The Baa-Baas have already played two Cyprus Federation League games against military opposition in the form of the British based troops at Ayios Nicolaus in the eastern region and Episkopi on their Happy Valley pitch in the Limassol district.
The Nicosia side is comprised mainly of students from the University of Cyprus and the medical schools of University of Nicosia and St. George’s University with some old veterans like Laurence Vasiliades, the president of the Cyprus Rugby Federation, who still has a few points to make.
The team is well coached by Chris Thoma, a current Cyprus international and brother of the national captain, Tony Thoma.
The Thomas’ learned their rugby in South Africa and are undoubtedly instrumental in the amazing success of the Cyprus national team that holds the world record for consecutive international winning games.
The Baa-Baas are also fortunate in securing the services of Dino Hadjichristoforous as backs coach, who is a former top-class South African player – who is now studying Physiotherapy in Nicosia – whose knees no longer enjoy the game.
One aspect of the Barbarian game which is drawing admiration from the opposition is the quality of their defence.
In a game the previous week against the hugely experienced Episkopi side, full of sturdy Fijians that have played together for years, the Nicosians left the field having scored three tries against four for the opposition: a very creditable result according to the watching military.
On Saturday, major Jorge Etienot, the veteran driving force of the Argentines, seeking to cement relationships with the newly arrived British contingent through the freemasonry of rugby, decided to add local colour to the occasion by adding the enthusiasm of the Barbarians to the mix.
The spectators were rewarded with a display of open rugby not generally encountered in the grinding mills of the Cyprus Rugby League.
A blend of Argentine experience and Cypriot speed and agility constantly challenged the British but teamwork prevailed with the ever-present Waqa and skipper Gary Windle feasting on breakdowns in the game and putting 17 points on the board before half-time.
The game flowed freely with all sides using a constant stream of replacements to ensure a thoroughly enjoyable experience for the visiting Barbarians and at the conclusion there were 30 points on the board, but who’s counting.
Major Etienot praised the Barbarians claiming: “They play with such enthusiasm and have developed an extremely good defence in the very short period of their existance.”
Windle, a trialist for the full Army side that will compete with the Moufflons next month, said: “I can see the Barbarians developing into a highly competent side.”

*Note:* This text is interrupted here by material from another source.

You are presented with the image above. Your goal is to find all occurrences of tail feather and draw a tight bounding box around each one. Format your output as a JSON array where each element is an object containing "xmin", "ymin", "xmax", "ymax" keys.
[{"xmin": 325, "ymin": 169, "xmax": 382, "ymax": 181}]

Laurence Vasiliades – who must surely be the only serving international president still playing the game, stated: “The Barbarians are a team in a hurry. We have only been in contention officially for a month and even though we are constantly building, it is a massive learning curve.
“Remember many of these young guys come from a football background, and the ethos surrounding rugby is somewhat different.
“For instance there is a cameraderie involved in rugby that we are trying to engender in our young players so we have established a home club at Murphy’s bar in Engomi, Nicosia where we go after our home games and Thursday night training for refreshment and post game analysis and to meet new members.
“Rugby is the fastest growing team sport in the world and we want more young Cypriots to come and join us. Spread the word”.